O Brasil como hub global de negócios aéreos
Vieira, em entrevista exclusiva ao Times Brasil — Licenciado Exclusivo CNBC, destacou que o Brasil ocupa uma posição de destaque em diversas categorias de aeronaves. “O país tem relevância não apenas no mercado interno, mas também como plataforma para operações regionais e internacionais”, afirmou. Essa vantagem competitiva é um dos motivos pelos quais lançamentos globais, como o jato Global 8500 da Bombardier — apresentado pela primeira vez fora da América do Norte ou Europa durante o evento —, encontram solo fértil no território brasileiro.
De luxo a negócios: a aviação executiva redefine seu nicho
Contrariando o senso comum, Vieira enfatizou que a aviação executiva não deve ser reduzida a um mercado de luxo. “O crescimento está diretamente ligado à eficiência operacional e à otimização de tempo para executivos e empresas”, explicou. Embora o público consumidor também inclua perfis de alta renda, o uso das aeronaves é majoritariamente voltado a viagens de negócios, mobilidade corporativa e compartilhamento de frota.
Esse perfil justifica a presença de marcas premium no Catarina Aviation Show, que este ano expandiu sua programação para além de aeronaves e helicópteros, incluindo carros de luxo, iates e experiências gastronômicas. “Quem consome aviação executiva tende a buscar outros produtos de alto padrão, criando um ecossistema integrado”, afirmou o diretor.

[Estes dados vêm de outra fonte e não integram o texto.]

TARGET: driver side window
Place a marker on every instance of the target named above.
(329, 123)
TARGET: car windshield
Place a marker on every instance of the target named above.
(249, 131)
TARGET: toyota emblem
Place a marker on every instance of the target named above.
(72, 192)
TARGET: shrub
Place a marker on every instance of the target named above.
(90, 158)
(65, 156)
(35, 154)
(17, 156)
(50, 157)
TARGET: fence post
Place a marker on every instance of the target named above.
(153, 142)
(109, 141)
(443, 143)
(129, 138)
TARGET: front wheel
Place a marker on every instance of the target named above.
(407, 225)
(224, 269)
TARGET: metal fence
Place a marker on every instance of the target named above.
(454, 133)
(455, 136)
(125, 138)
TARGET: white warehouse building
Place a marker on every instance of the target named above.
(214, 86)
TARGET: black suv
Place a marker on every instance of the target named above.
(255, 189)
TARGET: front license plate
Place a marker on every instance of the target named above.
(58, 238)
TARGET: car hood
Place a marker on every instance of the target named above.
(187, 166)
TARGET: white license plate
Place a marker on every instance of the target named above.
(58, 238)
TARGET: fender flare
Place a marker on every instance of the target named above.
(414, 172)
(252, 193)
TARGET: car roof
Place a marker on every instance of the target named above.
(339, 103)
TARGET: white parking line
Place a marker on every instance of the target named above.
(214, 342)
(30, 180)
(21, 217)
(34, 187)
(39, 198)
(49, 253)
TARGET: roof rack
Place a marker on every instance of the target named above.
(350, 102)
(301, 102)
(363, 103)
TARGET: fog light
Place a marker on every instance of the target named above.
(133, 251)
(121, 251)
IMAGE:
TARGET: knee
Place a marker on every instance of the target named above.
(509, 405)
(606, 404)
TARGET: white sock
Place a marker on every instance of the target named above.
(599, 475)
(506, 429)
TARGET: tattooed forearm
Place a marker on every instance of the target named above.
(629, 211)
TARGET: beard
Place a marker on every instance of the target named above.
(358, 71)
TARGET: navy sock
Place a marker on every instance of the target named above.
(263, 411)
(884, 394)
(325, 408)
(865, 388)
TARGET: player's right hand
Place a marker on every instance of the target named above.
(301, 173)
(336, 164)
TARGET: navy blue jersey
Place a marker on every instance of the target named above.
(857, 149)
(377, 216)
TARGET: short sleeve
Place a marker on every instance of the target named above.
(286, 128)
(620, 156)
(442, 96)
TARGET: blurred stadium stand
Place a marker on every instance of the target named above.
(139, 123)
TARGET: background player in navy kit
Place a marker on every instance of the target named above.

A estratégia por trás do sucesso: experiências e inovação
O crescimento do evento — que vai até este sábado (23) no Aeroporto Executivo Internacional São Paulo Catarina — está diretamente ligado à oferta de experiências imersivas. Visitantes têm acesso a visitas guiadas por aeronaves, test-drives com veículos de luxo, voos demonstrativos e espaços de networking.
Vieira citou a chegada do Global 8500 da Bombardier como um marco simbólico: “Ser o primeiro lançamento fora dos polos tradicionais da aviação mundial demonstra a confiança do setor no potencial brasileiro”. Além disso, a programação inclui palestras com especialistas e painéis sobre tendências, como a adoção de combustíveis sustentáveis e tecnologias de pilotagem remota.
Perspectivas para o futuro: sustentabilidade e demanda por personalização
O diretor projetou que a demanda por aviação executiva deve continuar aquecida, impulsionada pela retomada de viagens corporativas pós-pandemia e pela busca por soluções logísticas mais ágeis. “Ainda há espaço para expansão, especialmente em regiões como o Nordeste e o Centro-Oeste, onde a conectividade aérea ainda é um desafio”, avaliou.
Para os fabricantes, o Brasil representa não apenas um mercado consumidor, mas um laboratório para inovações. A presença de 70 marcas no evento reflete esse interesse, com destaque para modelos de ultra-longuíssimo alcance e aeronaves elétricas, ainda em fase de testes.